Silicone hydrogel lenses appear to produce more mucin balls.

Presence of mucin balls more of a menace than thought

Excerpted from page 54 of the July/August 2017 edition of AOA Focus.

According to recent research, mucin ball formation can increase the risk of corneal in­filtrative events.

Interestingly, the study clari­fies research from a decade ago that seemed to indicate that mucin balls-spheres formed by a principal component of mucus-afforded a degree of protection over the eye. This new information warns clinicians that an entity previously thought to be benign can present a real danger to patients.

"If you see mucin balls, think twice about the type of lens that patient is wearing."

Researchers found that patients who were shown to be mucin ball producers experienced a greater rate of corneal in­filtrative events when using a very stiff extended-wear contact lens. The type of lens that seemed to produce more mucin balls was made out of silicone hydrogel. Almost 70 percent of all lenses sold today are made out of silicone hydrogel.

"In a corneal in­filtrative event, there is some type of bacteria or pathogen that triggers antigen-presenting cells to mount an in­filtrative response. That means they trigger the eye to send in white blood cells to ­fight any potential pathogen. The worst manifestation of a corneal in­filtrative event is a corneal ulcer," says Jeffrey Sonsino, O.D., past chair of AOA's Contact Lens and Cornea Section.
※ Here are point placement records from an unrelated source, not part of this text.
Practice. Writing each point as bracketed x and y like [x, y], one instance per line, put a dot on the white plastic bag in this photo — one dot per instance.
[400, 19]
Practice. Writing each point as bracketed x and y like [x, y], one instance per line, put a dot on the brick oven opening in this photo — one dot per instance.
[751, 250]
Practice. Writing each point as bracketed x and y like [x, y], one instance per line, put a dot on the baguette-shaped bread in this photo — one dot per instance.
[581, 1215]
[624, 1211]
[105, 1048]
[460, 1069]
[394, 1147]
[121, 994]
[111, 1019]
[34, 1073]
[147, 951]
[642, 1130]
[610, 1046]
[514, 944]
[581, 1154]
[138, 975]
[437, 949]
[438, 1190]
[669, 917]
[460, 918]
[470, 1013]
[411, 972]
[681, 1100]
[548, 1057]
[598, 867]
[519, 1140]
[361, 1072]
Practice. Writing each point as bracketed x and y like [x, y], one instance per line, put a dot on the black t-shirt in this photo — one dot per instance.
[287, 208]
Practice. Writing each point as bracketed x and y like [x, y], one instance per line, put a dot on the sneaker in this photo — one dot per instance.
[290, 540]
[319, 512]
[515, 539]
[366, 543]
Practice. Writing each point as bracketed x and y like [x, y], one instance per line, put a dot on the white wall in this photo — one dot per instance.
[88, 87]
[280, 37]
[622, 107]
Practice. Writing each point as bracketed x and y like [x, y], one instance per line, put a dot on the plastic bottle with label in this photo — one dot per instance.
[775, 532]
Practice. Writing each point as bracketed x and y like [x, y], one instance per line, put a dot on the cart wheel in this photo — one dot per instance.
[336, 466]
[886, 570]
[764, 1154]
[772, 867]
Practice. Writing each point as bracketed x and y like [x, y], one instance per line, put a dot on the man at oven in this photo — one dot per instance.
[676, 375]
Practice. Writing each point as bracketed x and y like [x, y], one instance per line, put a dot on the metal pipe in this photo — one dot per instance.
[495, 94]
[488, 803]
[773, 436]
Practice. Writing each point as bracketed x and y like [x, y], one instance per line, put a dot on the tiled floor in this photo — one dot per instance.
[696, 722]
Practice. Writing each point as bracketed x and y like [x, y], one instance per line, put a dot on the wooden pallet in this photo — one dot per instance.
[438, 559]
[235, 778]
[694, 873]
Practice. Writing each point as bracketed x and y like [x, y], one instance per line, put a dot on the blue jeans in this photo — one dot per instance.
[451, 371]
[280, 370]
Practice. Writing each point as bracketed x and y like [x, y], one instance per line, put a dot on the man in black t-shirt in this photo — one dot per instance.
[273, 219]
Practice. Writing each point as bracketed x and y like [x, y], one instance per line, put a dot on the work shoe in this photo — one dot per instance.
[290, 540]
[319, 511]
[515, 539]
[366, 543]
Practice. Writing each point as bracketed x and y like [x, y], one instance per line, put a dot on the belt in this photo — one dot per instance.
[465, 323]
"The bacteria that creates an ulcer can eat through an intact cornea in 24 to 48 hours, so it is extremely serious."

Bacterial ulcers are usually quite obvious to the patient-causing pain, light sensitivity and decreased vision. Avoiding lens materials that could play a part in that is key.

The essence of science

Mucin balls, on the other hand, are impossible to detect by patients, and can only be viewed using high-resolution, high-magni­fication inspection of the eye with the lens on. No one paid much attention to mucin balls before this study, according to Dr. Sonsino.

"They weren't even on the radar," he says. "We noticed these things were around, but it didn't trigger a decision-making tree. After this paper, when we see them now, it will trigger a change. And that is the essence of science: 'Figure out if what you're looking at is important or unimportant.' This is an incredibly well-designed, randomized prospective multicenter clinical study and there are not as many of those as we would like to help us make clinical decisions."

"The takeaway message is, if you see mucin balls, think twice about the type of lens that patient is wearing," says Dr. Sonsino. "When I see mucin balls, I am going to switch the patient into a more flexible material and then check to see if they are a mucin ball former with that new material."